Perché questa ricognizione sulla libertà di stampa e non sui fatti? Un focus sul tema, nell’accelerazione delle notizie, ha senso? Sì. Va detto e fatto. Siamo di fronte a diritti negati, doveri traditi, valori offesi. La nostra bellissima Costituzione lo spiega con parole semplici: «L’esercizio del diritto di libertà di stampa non può essere sottoposto ad autorizzazioni o censure».
Allora? Mentre è in corso un massacro (evitabile?) sotto gli occhi del mondo, ai giornalisti viene impedito di entrare a Gaza per fare il proprio lavoro. L’esercito israeliano blocca i valichi. Non si passa neanche dalla porta egiziana di Rafah. Hamas usa la morte. È difficile portare una telecamera in Cisgiordania. L’informazione è azzoppata, un braccio è legato dietro la schiena. E si aggiunge il buio.

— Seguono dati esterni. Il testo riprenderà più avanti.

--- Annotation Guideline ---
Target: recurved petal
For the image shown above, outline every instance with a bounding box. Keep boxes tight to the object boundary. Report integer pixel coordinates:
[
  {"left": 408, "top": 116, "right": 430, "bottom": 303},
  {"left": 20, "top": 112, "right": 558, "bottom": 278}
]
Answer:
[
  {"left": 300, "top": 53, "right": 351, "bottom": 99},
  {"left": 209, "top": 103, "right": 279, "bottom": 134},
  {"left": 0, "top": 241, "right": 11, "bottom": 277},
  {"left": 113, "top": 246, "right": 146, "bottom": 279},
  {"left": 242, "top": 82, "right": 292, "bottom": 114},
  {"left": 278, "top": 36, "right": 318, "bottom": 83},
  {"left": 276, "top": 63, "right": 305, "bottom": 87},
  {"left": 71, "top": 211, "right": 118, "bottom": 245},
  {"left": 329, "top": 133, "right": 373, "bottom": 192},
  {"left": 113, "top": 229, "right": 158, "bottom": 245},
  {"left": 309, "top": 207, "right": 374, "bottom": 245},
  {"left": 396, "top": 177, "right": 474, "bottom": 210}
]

Nel pieno dell’era informatica a Gaza è accaduto e riaccade che vada via la corrente e che i computer rimangano isolati nel buio, appunto, che esaspera l’angoscia. Ma sui giornali e nei salotti tv, con le luci accese, se ne parla troppo poco. Per chi ha raccontato l’orrore della guerra è frustrante, per tanti comunque è un tema che riguarda il livello di civiltà di un paese e che segnerà il domani di tutti.
Il cessate il fuoco o pause per ragioni umanitarie a Gaza, sono urgenti. Tocca insistere, benché dipenda da altri. Come cittadini e giornalisti, invece, anche in Italia, dobbiamo ritrovarci sul dovere di un’informazione approfondita e indipendente, ancora più centrale quando è in corso una guerra. Per Gaza è indispensabile.
C’è un precedente, nel 2019: invasione di terra israeliana, divieto ai giornalisti di entrare nella Striscia. La Foreign Press Association chiama in causa la Corte penale internazionale di giustizia. Dopo diversi giorni di pressione, 8 giornalisti stranieri sono autorizzati ad entrare, tornando poi serenamente nei rispettivi paesi.
Poche ore fa, sono partiti moltissimi appelli, tra i quali quelli di un’emittente francese, France 24, e di un sito di news online italiano, Unimondo. È arrivato un diluvio di firme. In tanti, sarebbero pronti ad attraversare quel confine, giornalisti di latitudini diverse, inviati italiani. Cosa vuol dire? Che bisogna riconoscersi, discuterne e dire no al silenzio.